Je sais, j’abuse dans mes questions et dans ma curiosité, mais c’est bien d’en apprendre un peu sur elle. Que mon intérêt ne soit pas uniquement lié à l’enquête que je mène actuellement, cela ne concerne que moi.

— Matthew ? Eh bien… C’est un sacré coureur de jupons, vous savez ? Une nuit ou deux, c’est bien, plus, c’est risqué. Et puis, elle l’apprécie, mais pas au point de justement prendre ce risque.

— Qui prend des risques ? nous interrompt tout à coup Rafaela qui vient de revenir, nous faisant tous les deux sursauter.

— Oh, heu… personne en particulier, bafouille Ellen en glissant la boîte aussi discrètement que possible sous le bureau. Tu me connais, dès qu’on a la politesse de me demander comment je vais, j’ai tendance à me laisser aller aux confidences. Je suis désolée, Angel, je vous laisse travailler.

— Elle s’inquiète pour vous, Rafaela. Je crois qu’elle aimerait que vous preniez plus au sérieux les lettres de menace et d’insultes…. Elle n’a pas tout à fait tort, je pense.

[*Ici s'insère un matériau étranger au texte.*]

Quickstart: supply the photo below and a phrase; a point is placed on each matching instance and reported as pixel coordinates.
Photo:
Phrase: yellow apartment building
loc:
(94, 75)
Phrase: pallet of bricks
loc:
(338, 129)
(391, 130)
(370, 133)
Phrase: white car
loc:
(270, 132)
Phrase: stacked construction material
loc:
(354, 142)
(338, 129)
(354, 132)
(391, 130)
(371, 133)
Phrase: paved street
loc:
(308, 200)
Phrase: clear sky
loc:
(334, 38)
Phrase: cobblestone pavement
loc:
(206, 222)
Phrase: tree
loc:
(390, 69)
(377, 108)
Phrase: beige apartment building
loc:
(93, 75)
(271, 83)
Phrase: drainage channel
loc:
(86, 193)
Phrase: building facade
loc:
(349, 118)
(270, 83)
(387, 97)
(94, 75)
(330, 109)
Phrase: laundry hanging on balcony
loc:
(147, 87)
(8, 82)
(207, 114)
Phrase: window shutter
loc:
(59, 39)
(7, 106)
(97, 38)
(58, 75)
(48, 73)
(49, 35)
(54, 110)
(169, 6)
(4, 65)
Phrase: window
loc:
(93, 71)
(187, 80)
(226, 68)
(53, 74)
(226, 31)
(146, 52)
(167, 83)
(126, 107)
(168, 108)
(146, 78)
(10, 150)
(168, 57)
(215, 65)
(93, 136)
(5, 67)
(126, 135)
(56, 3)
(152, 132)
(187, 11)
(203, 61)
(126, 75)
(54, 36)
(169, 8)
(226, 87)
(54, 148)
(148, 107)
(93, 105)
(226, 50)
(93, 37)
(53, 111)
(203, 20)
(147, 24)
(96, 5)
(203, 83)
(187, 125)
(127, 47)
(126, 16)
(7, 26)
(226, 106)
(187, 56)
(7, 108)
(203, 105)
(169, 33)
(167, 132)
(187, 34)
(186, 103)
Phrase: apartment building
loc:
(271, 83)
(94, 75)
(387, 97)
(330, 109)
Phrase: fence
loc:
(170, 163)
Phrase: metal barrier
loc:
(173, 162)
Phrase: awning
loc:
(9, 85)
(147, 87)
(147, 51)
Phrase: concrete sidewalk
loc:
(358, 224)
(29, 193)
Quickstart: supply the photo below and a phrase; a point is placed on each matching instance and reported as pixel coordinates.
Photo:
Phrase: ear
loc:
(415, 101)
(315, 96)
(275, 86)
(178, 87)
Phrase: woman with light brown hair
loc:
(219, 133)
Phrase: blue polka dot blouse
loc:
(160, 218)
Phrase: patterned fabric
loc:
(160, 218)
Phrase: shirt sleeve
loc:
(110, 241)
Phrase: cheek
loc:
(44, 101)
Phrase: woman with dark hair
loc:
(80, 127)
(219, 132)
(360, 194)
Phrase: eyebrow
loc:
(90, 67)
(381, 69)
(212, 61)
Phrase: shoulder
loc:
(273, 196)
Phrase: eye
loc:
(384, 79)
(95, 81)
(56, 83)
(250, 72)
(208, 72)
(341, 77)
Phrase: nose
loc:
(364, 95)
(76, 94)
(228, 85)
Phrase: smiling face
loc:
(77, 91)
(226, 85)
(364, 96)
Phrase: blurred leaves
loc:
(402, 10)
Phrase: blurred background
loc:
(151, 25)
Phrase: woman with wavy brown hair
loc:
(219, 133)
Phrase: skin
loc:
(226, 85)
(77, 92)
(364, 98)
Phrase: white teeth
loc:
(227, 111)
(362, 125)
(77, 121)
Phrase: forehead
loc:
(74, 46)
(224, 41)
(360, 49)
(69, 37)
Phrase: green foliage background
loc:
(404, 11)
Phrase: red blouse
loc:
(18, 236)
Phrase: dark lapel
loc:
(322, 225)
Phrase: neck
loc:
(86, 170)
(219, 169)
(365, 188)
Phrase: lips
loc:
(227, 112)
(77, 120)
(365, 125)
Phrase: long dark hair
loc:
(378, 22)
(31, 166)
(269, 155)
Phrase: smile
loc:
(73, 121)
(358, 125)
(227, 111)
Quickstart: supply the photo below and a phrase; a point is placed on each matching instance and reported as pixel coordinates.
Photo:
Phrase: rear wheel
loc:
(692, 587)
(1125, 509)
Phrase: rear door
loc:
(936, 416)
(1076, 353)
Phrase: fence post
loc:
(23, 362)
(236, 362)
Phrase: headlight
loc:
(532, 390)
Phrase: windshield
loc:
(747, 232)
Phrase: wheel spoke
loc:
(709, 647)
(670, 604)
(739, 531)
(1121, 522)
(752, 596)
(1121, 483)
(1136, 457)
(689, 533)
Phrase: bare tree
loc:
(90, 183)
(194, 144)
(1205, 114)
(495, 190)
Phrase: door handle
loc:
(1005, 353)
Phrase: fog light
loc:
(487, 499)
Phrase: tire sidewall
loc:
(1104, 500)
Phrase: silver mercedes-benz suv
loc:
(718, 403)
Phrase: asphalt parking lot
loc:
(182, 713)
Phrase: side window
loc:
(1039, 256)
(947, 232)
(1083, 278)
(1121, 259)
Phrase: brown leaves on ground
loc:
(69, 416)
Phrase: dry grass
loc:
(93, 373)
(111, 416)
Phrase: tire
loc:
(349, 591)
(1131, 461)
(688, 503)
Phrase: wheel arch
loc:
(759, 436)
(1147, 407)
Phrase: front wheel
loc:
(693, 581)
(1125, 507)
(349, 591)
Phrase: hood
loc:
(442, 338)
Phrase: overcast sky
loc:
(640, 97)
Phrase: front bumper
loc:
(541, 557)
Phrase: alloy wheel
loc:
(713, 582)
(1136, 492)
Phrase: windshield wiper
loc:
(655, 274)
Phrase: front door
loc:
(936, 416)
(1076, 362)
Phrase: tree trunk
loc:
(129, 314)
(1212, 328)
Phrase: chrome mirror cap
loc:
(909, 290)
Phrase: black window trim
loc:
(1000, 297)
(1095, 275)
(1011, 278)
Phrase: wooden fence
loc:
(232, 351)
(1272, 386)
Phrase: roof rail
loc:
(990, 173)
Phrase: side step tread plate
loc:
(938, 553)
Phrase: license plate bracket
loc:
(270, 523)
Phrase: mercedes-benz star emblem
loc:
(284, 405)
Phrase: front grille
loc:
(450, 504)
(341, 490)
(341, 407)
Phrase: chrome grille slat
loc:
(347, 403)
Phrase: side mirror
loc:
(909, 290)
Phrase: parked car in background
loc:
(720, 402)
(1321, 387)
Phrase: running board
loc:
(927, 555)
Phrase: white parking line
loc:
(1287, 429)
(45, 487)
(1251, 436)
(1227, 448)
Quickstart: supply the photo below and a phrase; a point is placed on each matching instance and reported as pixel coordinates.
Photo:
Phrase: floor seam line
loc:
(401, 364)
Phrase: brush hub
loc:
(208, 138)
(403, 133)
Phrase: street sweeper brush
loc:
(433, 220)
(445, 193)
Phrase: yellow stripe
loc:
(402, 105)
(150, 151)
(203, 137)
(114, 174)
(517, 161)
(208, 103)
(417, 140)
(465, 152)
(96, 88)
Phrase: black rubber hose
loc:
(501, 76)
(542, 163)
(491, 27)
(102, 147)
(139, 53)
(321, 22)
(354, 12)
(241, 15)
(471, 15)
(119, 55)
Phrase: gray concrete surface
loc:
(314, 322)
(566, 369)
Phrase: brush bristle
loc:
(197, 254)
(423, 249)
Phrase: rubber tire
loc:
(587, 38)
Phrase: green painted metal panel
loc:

— Je me fous de ce que vous pensez tous les deux à ce propos. Si je m’inquiète chaque fois que je me fais insulter, je vais passer ma vie à déposer des plaintes. J’ai autre chose à faire. La maison est sécurisée, Ben est avec moi la plupart du temps, je ne risque rien. Alors, si vous pouviez vous occuper de vos affaires, tous les deux, ça m’arrangerait.

— Oh moi, je m’occupe des miennes, vous savez. Je vous informais juste de ce qui turlupine Ellen. Et c’est bon pour Farah et l’ostéo. Normalement, si j’ai tout bien fait, il ne va pas s’occuper de vos doigts et elle de votre dos. Tout va bien. Et pour le nettoyage, demain, ce sera nickel chrome. Vous voyez, mes affaires, et les vôtres, sont bien engagées !

— Parfait. Contentez-vous de faire ce que je vous demande et tout ira bien, me répond-elle froidement avant de jeter un coup d’œil à Ellen. Et n’oubliez pas d’aller chercher mes robes.

C’est sur ma liste de choses à faire, je ne vais pas oublier, c’est certain. Et puis, cette petite sortie me donnera l’occasion de m’éclipser un peu et d’amener la caisse avec toutes les lettres à Morgan qui se fera un plaisir d’éplucher ce courrier des lecteurs. J’ai besoin qu’elle trouve toutes celles qui pourraient correspondre aux deux dernières reçues. Si on sait quand ça a commencé, on pourra savoir ce que Rafaela faisait à ce moment-là et réduire considérablement le nombre de coupables potentiels pour découvrir qui essaie de lui faire peur ainsi. Être sur place, ça a des avantages finalement, on a accès à des informations qui pourraient rester de vrais secrets et j’ai l’impression que je progresse même si je suis encore loin de découvrir qui est à l’origine de toutes ces menaces. Au boulot, Angie.